Музыку мама чувствовала столь глубоко, что не представляла себе, как другие способны на такое чувство — это было ее, только ее. Не раз на чьи-то восторженные отзывы о концерте, которого она сама не слышала, мама презрительно замечала: «Сели на лужок под липки, пленять своим искусством свет», на все случаи жизни у нее был припасен Крылов. Это, еще со времен, что она работала гувернанткой. Как должны были сожалеть в той семье об ее уходе — ей, игравшей на рояле и знавшей всего Крылова, попробуй найти замену. А история вышла подлейшая: пропали сережки. Потом нашлись, но было поздно, между барыней и гувернанткой уже произошло объяснение. Серьги взяла, как оказалось, младшая из двух маминых воспитанниц — сама себе проколола мочки, что и навело на подозрения.
Хм… «навело на подозрения», — и я украдкой глянул на собственные ее уши: в крошках подсохшего гноя алели дырки, еще посвежей чем на ладонях Спасителя, явившегося ученикам — оттуда же, откуда явилась и она.

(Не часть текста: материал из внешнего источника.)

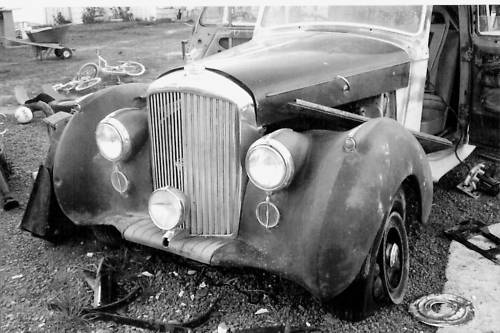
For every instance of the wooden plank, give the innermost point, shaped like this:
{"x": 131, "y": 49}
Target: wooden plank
{"x": 430, "y": 143}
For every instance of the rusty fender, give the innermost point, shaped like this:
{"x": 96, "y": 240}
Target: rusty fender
{"x": 334, "y": 208}
{"x": 81, "y": 177}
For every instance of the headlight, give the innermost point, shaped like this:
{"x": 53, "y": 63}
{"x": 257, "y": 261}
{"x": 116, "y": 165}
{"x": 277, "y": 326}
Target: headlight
{"x": 112, "y": 139}
{"x": 268, "y": 168}
{"x": 167, "y": 207}
{"x": 122, "y": 133}
{"x": 272, "y": 161}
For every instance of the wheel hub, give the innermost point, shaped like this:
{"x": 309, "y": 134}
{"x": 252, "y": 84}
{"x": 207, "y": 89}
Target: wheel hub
{"x": 393, "y": 255}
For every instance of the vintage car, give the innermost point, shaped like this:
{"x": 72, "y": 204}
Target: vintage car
{"x": 220, "y": 28}
{"x": 306, "y": 152}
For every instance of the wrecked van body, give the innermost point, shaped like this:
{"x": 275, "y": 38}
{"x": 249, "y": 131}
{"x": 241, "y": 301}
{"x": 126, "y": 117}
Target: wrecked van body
{"x": 300, "y": 152}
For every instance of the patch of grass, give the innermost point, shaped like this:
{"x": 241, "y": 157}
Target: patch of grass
{"x": 68, "y": 305}
{"x": 117, "y": 41}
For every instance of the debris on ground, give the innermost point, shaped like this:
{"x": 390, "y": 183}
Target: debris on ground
{"x": 442, "y": 310}
{"x": 101, "y": 282}
{"x": 261, "y": 311}
{"x": 479, "y": 179}
{"x": 466, "y": 230}
{"x": 146, "y": 274}
{"x": 278, "y": 329}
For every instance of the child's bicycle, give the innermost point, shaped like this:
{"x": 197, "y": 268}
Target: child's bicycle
{"x": 78, "y": 83}
{"x": 91, "y": 70}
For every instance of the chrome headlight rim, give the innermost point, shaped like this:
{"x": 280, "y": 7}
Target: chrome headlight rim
{"x": 126, "y": 143}
{"x": 181, "y": 200}
{"x": 280, "y": 150}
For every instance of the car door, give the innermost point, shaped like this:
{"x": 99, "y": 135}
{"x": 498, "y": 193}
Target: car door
{"x": 484, "y": 128}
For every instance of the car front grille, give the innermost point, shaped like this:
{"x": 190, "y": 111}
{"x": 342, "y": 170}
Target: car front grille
{"x": 195, "y": 145}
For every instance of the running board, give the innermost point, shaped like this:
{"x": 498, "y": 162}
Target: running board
{"x": 430, "y": 143}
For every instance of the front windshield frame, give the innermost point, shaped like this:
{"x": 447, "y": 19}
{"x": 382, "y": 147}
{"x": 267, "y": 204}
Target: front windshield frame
{"x": 369, "y": 27}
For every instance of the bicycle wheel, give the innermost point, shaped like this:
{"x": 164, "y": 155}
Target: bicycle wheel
{"x": 57, "y": 86}
{"x": 87, "y": 83}
{"x": 133, "y": 68}
{"x": 66, "y": 87}
{"x": 89, "y": 71}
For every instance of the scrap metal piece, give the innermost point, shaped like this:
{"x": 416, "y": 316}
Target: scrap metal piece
{"x": 469, "y": 184}
{"x": 102, "y": 283}
{"x": 465, "y": 230}
{"x": 442, "y": 310}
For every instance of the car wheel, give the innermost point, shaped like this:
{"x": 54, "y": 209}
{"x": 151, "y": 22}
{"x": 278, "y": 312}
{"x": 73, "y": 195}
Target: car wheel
{"x": 107, "y": 235}
{"x": 394, "y": 258}
{"x": 384, "y": 274}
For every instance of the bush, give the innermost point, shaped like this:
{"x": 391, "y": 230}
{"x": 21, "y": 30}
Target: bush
{"x": 90, "y": 13}
{"x": 123, "y": 13}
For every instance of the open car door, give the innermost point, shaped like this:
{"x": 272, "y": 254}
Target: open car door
{"x": 485, "y": 111}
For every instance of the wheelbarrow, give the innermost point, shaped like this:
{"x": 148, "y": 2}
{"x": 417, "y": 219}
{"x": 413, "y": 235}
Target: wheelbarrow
{"x": 47, "y": 40}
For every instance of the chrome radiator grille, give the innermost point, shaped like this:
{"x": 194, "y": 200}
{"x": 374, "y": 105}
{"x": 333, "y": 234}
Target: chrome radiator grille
{"x": 196, "y": 149}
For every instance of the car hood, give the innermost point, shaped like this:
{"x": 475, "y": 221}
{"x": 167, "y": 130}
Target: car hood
{"x": 307, "y": 65}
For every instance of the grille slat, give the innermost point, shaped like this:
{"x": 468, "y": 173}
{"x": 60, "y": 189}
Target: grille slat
{"x": 195, "y": 148}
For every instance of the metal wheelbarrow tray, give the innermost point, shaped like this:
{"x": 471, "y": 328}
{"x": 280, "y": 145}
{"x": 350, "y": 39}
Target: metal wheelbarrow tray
{"x": 46, "y": 40}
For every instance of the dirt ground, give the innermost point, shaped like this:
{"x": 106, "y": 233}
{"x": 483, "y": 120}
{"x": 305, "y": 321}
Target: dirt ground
{"x": 41, "y": 285}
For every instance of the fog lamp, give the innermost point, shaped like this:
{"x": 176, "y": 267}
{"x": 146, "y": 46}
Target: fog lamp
{"x": 119, "y": 181}
{"x": 267, "y": 214}
{"x": 167, "y": 207}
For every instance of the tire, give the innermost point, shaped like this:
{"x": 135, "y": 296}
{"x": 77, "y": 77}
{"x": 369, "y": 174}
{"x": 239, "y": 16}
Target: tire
{"x": 64, "y": 53}
{"x": 384, "y": 275}
{"x": 107, "y": 235}
{"x": 87, "y": 83}
{"x": 133, "y": 68}
{"x": 89, "y": 70}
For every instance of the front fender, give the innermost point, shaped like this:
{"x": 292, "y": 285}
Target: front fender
{"x": 334, "y": 208}
{"x": 82, "y": 176}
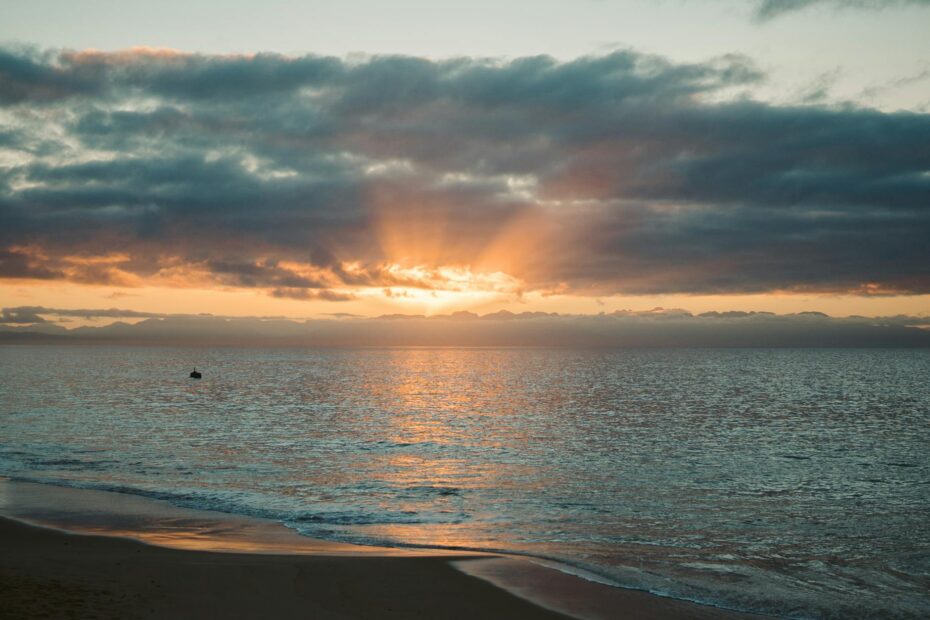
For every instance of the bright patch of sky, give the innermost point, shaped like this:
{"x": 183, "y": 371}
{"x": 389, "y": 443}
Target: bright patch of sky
{"x": 823, "y": 54}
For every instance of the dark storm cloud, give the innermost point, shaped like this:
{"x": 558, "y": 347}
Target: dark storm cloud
{"x": 767, "y": 9}
{"x": 628, "y": 172}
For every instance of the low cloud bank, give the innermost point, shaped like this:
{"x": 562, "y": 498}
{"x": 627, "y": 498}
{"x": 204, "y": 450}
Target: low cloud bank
{"x": 655, "y": 328}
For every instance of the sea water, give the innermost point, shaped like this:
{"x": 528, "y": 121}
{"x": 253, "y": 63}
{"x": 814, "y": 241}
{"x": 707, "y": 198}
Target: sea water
{"x": 789, "y": 481}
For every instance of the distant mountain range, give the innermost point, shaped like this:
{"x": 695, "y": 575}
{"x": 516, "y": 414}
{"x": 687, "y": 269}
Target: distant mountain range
{"x": 659, "y": 328}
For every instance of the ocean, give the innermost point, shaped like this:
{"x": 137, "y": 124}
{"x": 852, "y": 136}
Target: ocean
{"x": 794, "y": 482}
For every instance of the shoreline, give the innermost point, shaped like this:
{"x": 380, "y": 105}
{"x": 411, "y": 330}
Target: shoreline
{"x": 45, "y": 529}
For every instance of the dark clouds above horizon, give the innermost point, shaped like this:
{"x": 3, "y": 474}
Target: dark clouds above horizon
{"x": 622, "y": 173}
{"x": 656, "y": 327}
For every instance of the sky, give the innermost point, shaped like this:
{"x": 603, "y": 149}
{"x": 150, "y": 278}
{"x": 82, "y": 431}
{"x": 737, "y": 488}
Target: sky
{"x": 314, "y": 160}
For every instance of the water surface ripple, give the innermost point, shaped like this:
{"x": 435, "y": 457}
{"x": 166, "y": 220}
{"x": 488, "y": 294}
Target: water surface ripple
{"x": 789, "y": 481}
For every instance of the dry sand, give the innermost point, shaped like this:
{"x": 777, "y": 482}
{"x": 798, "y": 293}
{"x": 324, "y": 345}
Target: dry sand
{"x": 124, "y": 556}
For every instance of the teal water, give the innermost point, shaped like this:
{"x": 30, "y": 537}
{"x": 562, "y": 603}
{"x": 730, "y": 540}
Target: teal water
{"x": 789, "y": 481}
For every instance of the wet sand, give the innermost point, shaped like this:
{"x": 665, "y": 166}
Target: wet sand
{"x": 91, "y": 554}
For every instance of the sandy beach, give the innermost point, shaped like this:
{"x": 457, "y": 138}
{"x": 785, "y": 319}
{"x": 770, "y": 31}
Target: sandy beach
{"x": 47, "y": 572}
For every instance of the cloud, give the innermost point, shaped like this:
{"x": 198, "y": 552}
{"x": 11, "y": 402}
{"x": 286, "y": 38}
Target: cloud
{"x": 310, "y": 177}
{"x": 769, "y": 9}
{"x": 654, "y": 328}
{"x": 20, "y": 316}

Я миндальничаю с ней. Вслух ничего не скажи, прямо ничего не спроси, а коли «глянешь» — так украдкой, а коли говоришь — так мысленно. Со своею щадящей деликатностью я как старый слуга в каком-нибудь «ипатьевском доме». Ну, на что это похоже… Одного года с бабушкой Маней — расхаживавшей по этим семнадцати соткам приусадебного участка в лыжных шароварах и страхолюдской майке с тяпкой в руках. Откуда этот почтительный трепет? Вон генеральша Слухоцкая, на сухую акриду похожая, она Рубинштейна слыхала. А в пяти метрах от нее попирающая раскладушку в послеобеденном сне Мария Абрамовна — которая, если Ленина не видала, то по чистой случайности. Тоже, надо сказать, судьба: жила в Нью-Йорке ДО семнадцатого года, а после с мужем и младенцем вернулись. Этого я ей не мог простить. Мария же Абрамовна это себе в заслугу ставила — отчасти искренне. Так как же было в Нью-Йорке? Но некогда настоящая жительница Нью-Йорка, хоть потрогай пальцем, она ничего сказать не может в ответ. Значит, ненастоящая. Как не были настоящими ни генеральша Слухоцкая, ни бабушка Маня — дочь присяжного стряпчего Матвея Шистера. А та, что со мною в беседке беседовала — та была.